This repository contains a compression algorithm written by me (Michael Grigoryan). The algorithm is only able to compress and decompress text files and is not guaranteed to work with other file types.
The algorithm works best with repetitive texts.
Suppose you have this repetitive text:
Nory was a Catholic because her mother was a Catholic,
and Nory’s mother was a Catholic because her father
was a Catholic, and her father was a Catholic because
his mother was a Catholic, or had been.
Taken from https://thejohnfox.com/2021/08/17-fantastic-repetition-examples-in-literature/
As you can see the text is very repetitive. The compression algorithm will loop through all the lines and the words in them.
If a word is not present in the shared index and is used multiple times throughout the text body, the algorithm will append that word to the shared index. If the word is only used once, then it is added directly to the compressed file, without being added to the shared index.
After the compression the file will produce a compressed.mca
file which will have the following content:
["Nory","was","a","Catholic","because","her","mother","Catholic,","and","father","or"]
0 1 2 3 4 5 6 1 2 7
8 Nory’s 6 1 2 3 4 5 9
1 2 7 8 5 9 1 2 3 4
his 6 1 2 7 10 had been.
The first line of the output contains the shared index.

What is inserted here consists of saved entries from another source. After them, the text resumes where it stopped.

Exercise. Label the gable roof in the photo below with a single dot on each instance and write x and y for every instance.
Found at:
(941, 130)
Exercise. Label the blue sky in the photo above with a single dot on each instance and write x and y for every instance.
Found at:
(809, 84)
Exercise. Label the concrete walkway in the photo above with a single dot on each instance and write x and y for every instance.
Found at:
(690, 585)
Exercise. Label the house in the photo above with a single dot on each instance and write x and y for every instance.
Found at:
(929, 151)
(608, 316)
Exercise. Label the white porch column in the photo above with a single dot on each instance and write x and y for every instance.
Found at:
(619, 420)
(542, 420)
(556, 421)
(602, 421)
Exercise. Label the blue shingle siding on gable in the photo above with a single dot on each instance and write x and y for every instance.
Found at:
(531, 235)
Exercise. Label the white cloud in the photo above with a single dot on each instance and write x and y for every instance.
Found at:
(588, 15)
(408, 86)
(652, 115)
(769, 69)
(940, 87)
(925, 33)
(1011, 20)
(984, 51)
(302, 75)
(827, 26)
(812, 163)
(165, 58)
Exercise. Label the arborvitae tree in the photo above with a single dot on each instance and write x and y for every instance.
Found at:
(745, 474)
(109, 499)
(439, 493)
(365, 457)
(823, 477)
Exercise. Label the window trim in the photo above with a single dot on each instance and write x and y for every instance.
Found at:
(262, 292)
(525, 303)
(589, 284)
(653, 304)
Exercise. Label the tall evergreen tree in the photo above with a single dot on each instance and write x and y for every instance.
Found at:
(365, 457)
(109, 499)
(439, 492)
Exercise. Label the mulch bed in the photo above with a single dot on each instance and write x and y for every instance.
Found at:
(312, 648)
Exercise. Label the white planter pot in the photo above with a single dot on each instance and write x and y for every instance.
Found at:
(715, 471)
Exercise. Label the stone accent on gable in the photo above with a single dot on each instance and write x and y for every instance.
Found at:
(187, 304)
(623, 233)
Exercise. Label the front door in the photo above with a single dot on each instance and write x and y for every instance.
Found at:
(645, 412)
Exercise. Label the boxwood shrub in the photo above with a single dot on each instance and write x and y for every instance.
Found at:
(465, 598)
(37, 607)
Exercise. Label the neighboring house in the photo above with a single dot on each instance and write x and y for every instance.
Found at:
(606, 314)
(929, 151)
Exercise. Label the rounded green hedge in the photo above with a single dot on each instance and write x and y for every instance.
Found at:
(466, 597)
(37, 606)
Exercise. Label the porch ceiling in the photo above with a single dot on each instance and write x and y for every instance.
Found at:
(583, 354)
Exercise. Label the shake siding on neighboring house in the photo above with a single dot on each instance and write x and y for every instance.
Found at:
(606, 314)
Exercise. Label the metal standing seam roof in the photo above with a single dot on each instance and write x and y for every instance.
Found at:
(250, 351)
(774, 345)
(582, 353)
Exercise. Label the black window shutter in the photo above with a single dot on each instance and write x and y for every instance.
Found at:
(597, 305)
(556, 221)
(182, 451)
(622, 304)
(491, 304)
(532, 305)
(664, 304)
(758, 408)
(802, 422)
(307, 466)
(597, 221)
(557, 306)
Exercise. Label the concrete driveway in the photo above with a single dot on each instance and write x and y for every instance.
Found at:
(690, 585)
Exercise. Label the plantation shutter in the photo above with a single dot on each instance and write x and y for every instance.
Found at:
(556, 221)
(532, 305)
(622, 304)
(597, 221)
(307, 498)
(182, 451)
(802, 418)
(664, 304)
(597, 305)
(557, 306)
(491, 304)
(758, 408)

If you attempt to decompress a file without this "header" the program will throw a corruption error.
You can start the program by running:
cargo run --release
after which you should get a prompt, asking you to choose an action:
select an option: (c)ompress/(d)ecompress:
Both, compression and decompression are supported. Compressing a
file will create a file named compressed.mca
and decompression
will output a file named decompressed.txt
.